Often the apostles are referred to as "the twelve apostles" - the twelve disciples called by name by Jesus. But Paul called himself and Barnabus apostles. Were Paul and Barnabus really apostles?
The word apostle is a straight transliteration of the Greek apostolos, literally meaning "one who is sent forth." It implies an ambassador or messenger bearing an official message by the authority of someone more powerful than himself. Jesus called twelve Apostles to be his special messengers to all the world.
As we know, Judas, one of the twelve, betrayed him and committed suicide soon after. Matthias was called to replace Judas, which made it clear that the intention was to continue as twelve apostles, replacing the original members as they died. While the Bible doesn't record exactly when or under what circumstances Paul and Barnabas were called as apostles, we do know that there was a lot of persecution of Christians in general and Christian leaders in particular going on at the time. It's reasonable to suppose that they were called as replacements for others of the original twelve.
Specifically, the word Apostle comes from the greek word 'apostolos' which literally means messenger, envoy, or one sent. Apostle essentially means "teacher" as opposed to disciple which means "student".

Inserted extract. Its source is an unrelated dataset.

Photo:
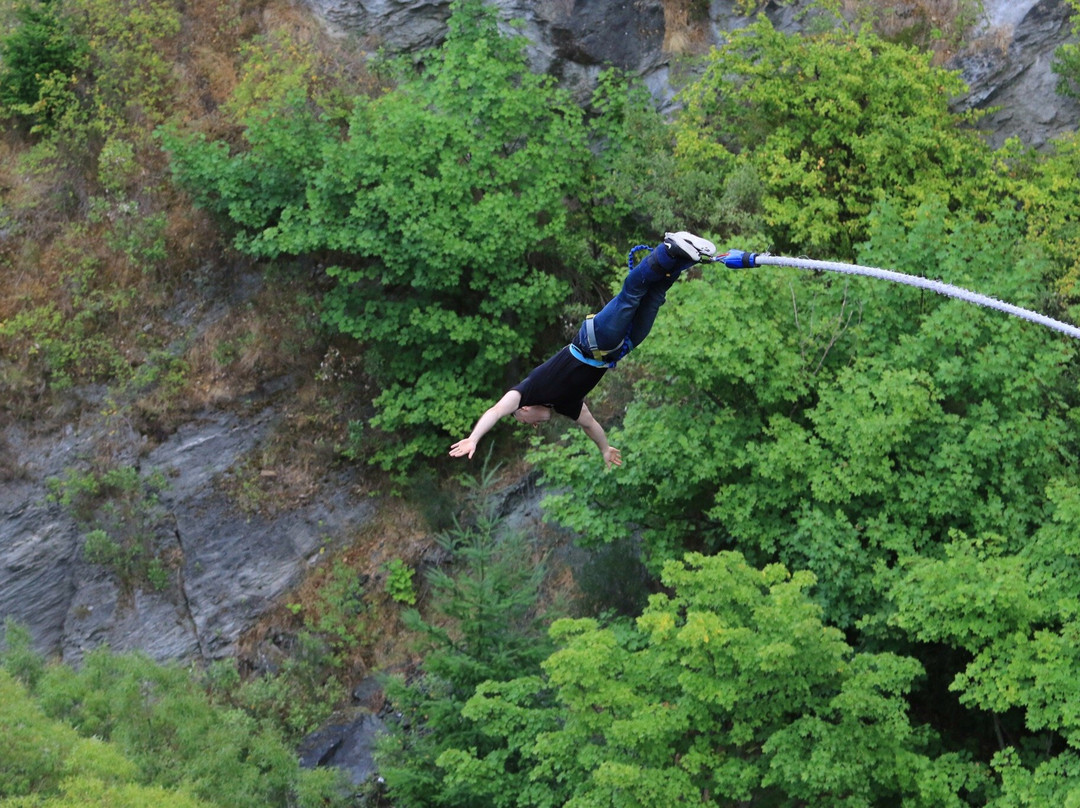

Specifically in Christianity the Apostles were the 11 disciples who went on to spread the Gospel of Christ after His death and resurrection. Paul and some other 1st generation Christians are included in this term. For most Protestants using the word Apostle as a title only applies to those first generation leaders, although some denominations and schools of theological thought may differ.
I can not speak authoritatively to the use of the word in the Roman Catholic and Eastern Orthodox churches.
Apostle does come from the Greek word
apostello, as noted by Mason Wheeler, and it does indicate one who is sent out.
In the Gospels, the Twelve are most commonly referred to as disciples. They were following the Teacher, learning from Him as His students.
In John 17:18 and Matthew 28:18-20, among other verses, Jesus specifically sends them out and commissions them with the Great Commission.
So, those who were once followers of Jesus became those who were no longer bid to come and follow, but also to go out and proclaim a message.
Even in Matthew 4:19, the pattern for this was established. Jesus said, "Come follow me [be disciples], and I will make you fishers of men [apostles].
This is also the call of everyone who comes to Jesus. We must first and foremost follow Him, but we are also sent out with the Great Commission. Every disciple is called to be an apostle - a sent one.
Apo-stello: those prepared or 'sent-out-of' There is a formal designation for Jesus' original 12, plus Matthias and Paul. (Capital "A" Apostles, if you like)
But there ARE others who are authorised and sent: • James the Lord's brother (on the grounds of 1 Cor 15:7; Gal 1:19) • Paul sets Barnabas as an apostle side by side with himself (1Cor 9:5; Gal 2:9) • As does Luke (in Acts 13:2 f; 14:4,14); • the natural inference from a comparison of 1 Thess 1:1 with 2:6 is that he describes Silvanus and Timothy as "apostles of Christ"; • to the Philippians he mentions Epaphroditus as "your apostolos" interpreted in most bibles as messenger (Phil 2:25)
Apostles can be interpreted, in this manner, as messengers of the gospel. We see Paul (Capital "A" Apostle) and Stephen (not capital "A" apostle) set apart by: "many signs and wonders …regularly done among the people" as we see in 2 Corinthians 12:12 and in Acts 5:12.
There is a casual reference to "Apostles", the disciples that met Jesus personally, whom many regard as elders of the New Testament Church in matters of doctrine (12 plus Paul). And there were other authorised and 'sent-out' disciples who functioned as "apostles" of the church to spread the gospel.